We doctors have mostly ourselves to blame for this mess. Hoping to preserve some organized power for MDs, groups like the American Medical Association made two Faustian bargains with Washington on behalf of physician members.

The first evolved in the late 1990s. In a deal to cut the deficit, the Clinton administration joined with a Republican Congress to cap total payments to doctors and implemented a system of price controls for their services. The AMA signed on to the scheme in part because Washington agreed to leave it to an AMA-run process to decide how the shrinking pie of money Washington spent would be carved up between different medical specialties.

The second Faustian deal was ObamaCare. Doctors’ Washington lobbyists overlooked the fact that ObamaCare would inevitably pay something close to (far below market) Medicaid rates for medical services. Nor did they fathom how much would need to be cut from physicians to pay for the plan’s costly mandates.

American doctors do earn much more than their European counterparts — if US salaries aren’t adjusted for the different wealth of nations. Some of the best data on these pay differences appear in the September issue of the journal Health Affairs, in a study done by one of the administration’s assistant health secretaries before she took her government job.

Annual pre-tax income (net of practice expenses) for primary-care doctors was $95,000 in France in 2008, compared to $186,000 in the United States.

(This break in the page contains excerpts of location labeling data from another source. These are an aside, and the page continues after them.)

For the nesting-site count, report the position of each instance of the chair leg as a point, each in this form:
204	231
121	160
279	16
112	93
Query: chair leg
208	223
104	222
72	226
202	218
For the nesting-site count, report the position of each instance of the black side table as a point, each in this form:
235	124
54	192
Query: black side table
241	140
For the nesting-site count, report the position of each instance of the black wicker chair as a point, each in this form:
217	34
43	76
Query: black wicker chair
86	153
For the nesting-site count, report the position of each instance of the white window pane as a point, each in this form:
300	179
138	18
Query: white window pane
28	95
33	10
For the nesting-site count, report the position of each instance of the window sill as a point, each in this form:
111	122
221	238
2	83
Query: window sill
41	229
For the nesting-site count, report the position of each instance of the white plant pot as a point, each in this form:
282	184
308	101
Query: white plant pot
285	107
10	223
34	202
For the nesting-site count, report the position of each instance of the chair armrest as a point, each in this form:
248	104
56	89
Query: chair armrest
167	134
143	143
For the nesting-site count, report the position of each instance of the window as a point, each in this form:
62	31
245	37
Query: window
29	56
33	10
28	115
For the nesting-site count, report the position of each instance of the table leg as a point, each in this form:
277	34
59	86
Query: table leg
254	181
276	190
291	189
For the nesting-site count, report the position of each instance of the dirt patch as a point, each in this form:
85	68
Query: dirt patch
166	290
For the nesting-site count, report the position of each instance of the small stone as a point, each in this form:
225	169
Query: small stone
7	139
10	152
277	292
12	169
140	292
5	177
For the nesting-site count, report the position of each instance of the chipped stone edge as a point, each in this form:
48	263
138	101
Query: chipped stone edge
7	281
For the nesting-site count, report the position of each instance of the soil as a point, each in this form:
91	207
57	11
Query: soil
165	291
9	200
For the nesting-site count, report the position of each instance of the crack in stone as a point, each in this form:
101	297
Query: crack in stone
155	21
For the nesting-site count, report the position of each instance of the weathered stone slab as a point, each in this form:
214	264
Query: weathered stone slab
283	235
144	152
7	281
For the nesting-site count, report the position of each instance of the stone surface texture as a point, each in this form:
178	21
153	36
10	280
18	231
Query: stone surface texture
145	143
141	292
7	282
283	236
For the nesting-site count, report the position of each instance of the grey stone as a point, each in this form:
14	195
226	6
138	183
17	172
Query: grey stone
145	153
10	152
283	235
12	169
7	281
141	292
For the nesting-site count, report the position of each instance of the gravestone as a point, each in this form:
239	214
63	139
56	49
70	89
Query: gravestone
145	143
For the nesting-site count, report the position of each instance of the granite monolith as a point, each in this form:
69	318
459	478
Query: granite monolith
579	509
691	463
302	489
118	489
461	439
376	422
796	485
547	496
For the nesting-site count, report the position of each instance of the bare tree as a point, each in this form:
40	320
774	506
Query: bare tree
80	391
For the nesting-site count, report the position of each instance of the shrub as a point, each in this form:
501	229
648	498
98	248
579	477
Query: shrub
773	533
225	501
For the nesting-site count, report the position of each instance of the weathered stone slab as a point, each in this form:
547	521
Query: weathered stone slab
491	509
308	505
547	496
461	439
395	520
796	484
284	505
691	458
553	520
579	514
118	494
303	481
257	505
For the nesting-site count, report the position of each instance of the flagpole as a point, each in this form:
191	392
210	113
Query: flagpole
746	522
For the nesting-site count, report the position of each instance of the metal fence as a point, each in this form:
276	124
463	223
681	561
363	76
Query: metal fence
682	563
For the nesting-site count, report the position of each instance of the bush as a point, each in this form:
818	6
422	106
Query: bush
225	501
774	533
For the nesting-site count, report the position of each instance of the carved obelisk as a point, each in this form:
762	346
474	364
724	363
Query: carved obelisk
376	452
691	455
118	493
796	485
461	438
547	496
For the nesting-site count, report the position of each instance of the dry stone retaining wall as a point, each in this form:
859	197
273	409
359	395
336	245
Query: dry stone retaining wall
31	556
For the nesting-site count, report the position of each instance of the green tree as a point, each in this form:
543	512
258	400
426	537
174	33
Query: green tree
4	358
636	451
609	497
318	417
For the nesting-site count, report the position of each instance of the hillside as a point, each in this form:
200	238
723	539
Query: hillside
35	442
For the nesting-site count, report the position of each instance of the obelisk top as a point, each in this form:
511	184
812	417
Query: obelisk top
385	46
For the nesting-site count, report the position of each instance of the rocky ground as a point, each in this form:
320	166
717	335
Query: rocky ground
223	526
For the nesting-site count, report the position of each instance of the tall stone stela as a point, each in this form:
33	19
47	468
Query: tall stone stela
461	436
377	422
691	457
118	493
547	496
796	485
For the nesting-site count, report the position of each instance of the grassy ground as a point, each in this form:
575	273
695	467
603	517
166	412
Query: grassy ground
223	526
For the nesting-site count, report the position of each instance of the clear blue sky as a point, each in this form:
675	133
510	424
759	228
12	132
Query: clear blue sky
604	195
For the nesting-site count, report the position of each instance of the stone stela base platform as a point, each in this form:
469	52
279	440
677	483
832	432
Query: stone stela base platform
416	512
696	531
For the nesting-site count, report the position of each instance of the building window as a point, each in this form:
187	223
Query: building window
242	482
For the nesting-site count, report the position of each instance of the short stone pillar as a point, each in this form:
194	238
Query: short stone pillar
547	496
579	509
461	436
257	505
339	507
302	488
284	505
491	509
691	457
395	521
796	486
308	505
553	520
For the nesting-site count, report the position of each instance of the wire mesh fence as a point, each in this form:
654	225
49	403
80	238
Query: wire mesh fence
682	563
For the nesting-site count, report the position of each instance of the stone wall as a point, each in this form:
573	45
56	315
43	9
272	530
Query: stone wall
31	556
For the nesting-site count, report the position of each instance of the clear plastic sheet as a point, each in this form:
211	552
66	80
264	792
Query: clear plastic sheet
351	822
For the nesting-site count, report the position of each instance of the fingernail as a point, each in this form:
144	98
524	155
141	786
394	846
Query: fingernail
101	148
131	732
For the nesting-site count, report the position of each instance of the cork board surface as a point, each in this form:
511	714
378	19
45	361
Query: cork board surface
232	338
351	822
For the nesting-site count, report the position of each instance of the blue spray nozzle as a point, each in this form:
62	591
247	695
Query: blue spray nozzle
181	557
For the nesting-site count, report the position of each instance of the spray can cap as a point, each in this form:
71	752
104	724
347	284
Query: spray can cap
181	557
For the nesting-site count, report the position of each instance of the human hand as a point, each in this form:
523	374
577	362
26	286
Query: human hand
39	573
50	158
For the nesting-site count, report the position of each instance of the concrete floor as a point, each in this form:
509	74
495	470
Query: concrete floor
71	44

For specialists, the disparities were wider — with orthopedic surgeons averaging $154,000 in France and $208,000 in Canada compared to $442,000 in America.

The differences reflect lower rates for individual services. In France, for one, private insurance pays doctors about a third of what US physicians earn for office visits — $34 in France vs. $133 in America for a primary-care doctor. Even public programs like Medicare pay twice what similar French programs offer.

In a view echoed around the Obama administration, the analysis concludes that these bigger salaries “were the main drivers of higher US spending” on health care.

To bring European healthcare to America, these price differences always had to be sanded away. The only way ObamaCare is going to bring our health benefits and spending to European levels is to also adapt European payment rates.

As a result, US doctors will adjust their business models in ways that won’t be good for patients. Some with busy practices in big cities will opt out of the government insurance systems entirely, and go cash-only. Others will retire early.

But most doctors won’t have these opportunities available to them. So they’ll need to make up in volume what they lose in margin for their individual medical services.

This will mostly mean hiring more nonphysician providers such as nurse practitioners to see most patients. Doctors will become managers of large clinical staffs, leaving more direct care to less-expensive providers.

Patients will lose access to physicians — and spend more time waiting in busier offices.

As for doctors, there’s still some good news. With baby boomers aging, physicians will have plenty of business coming through their office doors. Of course, under ObamaCare, they aren’t going to get paid much for seeing most of these patients.

Scott Gottlieb, a physician and American Enterprise Institute resident fellow, was a senior official at the Centers from Medicare and Medicaid Services.